Monday, September 13, 2010

Memories Are Made of This

Flashes of former days, pangs of nostalgia and thoughts of then…

Rainy Season Tokyo—

An all day pall of pounding rain. The streets of Shibuya a mess. Walking is rarely easy there, but harder still in the curtain of rain. Being out and about becomes a rumple of wet umbrellas, damp bodies, crowded buses and trains—all of it nasty and made horribly uncomfortable by the raging humidity…

Now hot, humid, bright and oppressive, the rain in temporary retreat but leaving a dampness of multiplied stickiness on clothes and skin.

Overheard at Church—

Masako E. has an ingrown toenail, but is afraid of needles. Yuki Y’s father has to have the other big toe amputated, his second loss to diabetes. Jonelle’s phlebitis spread to her vocal chords and forced her to give up choir. Pray for her. Pray for them.

Sights on the Train—

Young businessmen on the way to work, the ubiquitous blue suit, and on their feet a pair of snowy white socks inside black or brown dress shoes. Flash forward twenty-five years and it’s no longer the standard white socks, but the hugely popular white or gray ankle socks with the business suit and dress shoes—a flirtation with fashion crime.

Waiting for Kumiko—

Tokyu Plaza, place of old memories over the years in Tokyo. It once housed an excellent Kinokuniya Bookstore, but since the large Shinjuku branch at Times Square opened, this one has slipped into the category of second-rate. No more stationery goods, few books in English…

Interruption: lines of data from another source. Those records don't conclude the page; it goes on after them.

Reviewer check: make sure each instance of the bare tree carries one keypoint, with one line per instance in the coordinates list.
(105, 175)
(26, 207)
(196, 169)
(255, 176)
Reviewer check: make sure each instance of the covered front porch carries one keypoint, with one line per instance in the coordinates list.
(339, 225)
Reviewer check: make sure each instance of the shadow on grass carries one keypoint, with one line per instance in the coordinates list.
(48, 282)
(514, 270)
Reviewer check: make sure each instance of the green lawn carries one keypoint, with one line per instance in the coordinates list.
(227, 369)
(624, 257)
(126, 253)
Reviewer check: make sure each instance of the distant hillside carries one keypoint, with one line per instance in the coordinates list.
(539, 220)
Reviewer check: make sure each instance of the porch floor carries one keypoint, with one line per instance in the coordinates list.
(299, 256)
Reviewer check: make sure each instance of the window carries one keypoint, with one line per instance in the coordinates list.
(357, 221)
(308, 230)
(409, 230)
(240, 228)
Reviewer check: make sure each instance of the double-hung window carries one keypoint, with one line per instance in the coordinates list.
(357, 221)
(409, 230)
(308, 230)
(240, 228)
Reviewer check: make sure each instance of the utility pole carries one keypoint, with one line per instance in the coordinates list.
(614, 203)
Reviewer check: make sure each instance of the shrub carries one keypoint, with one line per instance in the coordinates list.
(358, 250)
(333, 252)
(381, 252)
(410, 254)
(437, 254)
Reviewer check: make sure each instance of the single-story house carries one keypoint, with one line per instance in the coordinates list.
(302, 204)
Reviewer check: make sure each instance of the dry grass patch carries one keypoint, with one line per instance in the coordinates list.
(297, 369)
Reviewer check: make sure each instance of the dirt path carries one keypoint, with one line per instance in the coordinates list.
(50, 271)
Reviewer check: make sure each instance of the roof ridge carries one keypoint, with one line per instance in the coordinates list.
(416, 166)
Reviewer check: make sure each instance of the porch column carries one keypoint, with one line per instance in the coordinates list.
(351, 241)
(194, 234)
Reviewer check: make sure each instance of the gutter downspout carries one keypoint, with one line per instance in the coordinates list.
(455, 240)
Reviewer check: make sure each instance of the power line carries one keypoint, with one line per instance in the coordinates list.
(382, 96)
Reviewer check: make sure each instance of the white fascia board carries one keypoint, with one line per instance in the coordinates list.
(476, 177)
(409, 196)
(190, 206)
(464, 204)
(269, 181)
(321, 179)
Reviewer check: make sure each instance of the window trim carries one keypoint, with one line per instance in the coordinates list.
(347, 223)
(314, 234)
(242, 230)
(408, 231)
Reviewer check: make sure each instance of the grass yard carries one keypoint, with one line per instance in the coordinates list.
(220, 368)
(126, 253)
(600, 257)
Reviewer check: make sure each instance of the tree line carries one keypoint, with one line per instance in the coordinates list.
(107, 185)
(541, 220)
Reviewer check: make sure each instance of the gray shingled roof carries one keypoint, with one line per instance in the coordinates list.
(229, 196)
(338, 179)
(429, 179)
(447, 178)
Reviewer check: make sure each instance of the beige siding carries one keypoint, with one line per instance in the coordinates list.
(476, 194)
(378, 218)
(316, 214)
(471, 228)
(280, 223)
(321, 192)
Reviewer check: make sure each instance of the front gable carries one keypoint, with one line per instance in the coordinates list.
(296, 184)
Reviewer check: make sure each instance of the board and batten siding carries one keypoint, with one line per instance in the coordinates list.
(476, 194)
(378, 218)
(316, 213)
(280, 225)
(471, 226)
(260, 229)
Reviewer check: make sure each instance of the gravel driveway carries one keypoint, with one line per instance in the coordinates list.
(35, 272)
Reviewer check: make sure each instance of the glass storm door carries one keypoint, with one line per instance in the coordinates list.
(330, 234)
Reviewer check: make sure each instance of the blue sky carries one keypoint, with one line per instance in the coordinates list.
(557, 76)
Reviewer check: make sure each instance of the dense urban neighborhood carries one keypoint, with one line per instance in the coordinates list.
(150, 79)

Sitting in the lobby café, a fourth or fifth regeneration café now called the Morozoff Soda Fountain. Crammed full, like everywhere in Shibuya at 6:00 pm on a Saturday. Sipping iced coffee, wondering if the waitress balancing a tray of what looks like six fruit sodas chartreuse green and bubbling with scoops of ice cream will safely work her way through the congested squish of tiny tables.

Doutor Housewives—

Amazing to me that others in the small room of eight tables are able to sit as though all around them was a state of perfect quiet. Conditioning from birth is the likeliest reason. On the other hand, I have to bite my tongue to stifle a rude remark. A gaggle of giggling, chattering, clacking housewives enter and wrestle three tables together, close all the window shades to darken the sunlit room, and like magpies on Amphetamine, all talking at once destroy completely the peace of a late afternoon. They have a peculiar skill of all talking at the same time, yet never missing a word of what each one of the group is saying.

Big Time—

Buying the trainman’s pocket watch at Nakajima-san’s small secondhand shop on the corner. Admiring the watch in the window, giving in after a week. It is a big watch, a Seiko quartz, silver-plated, made in 1989 and the very same model used by all train drivers and conductors in Japan. Cheap at ¥8,000, it becomes one of my treasures.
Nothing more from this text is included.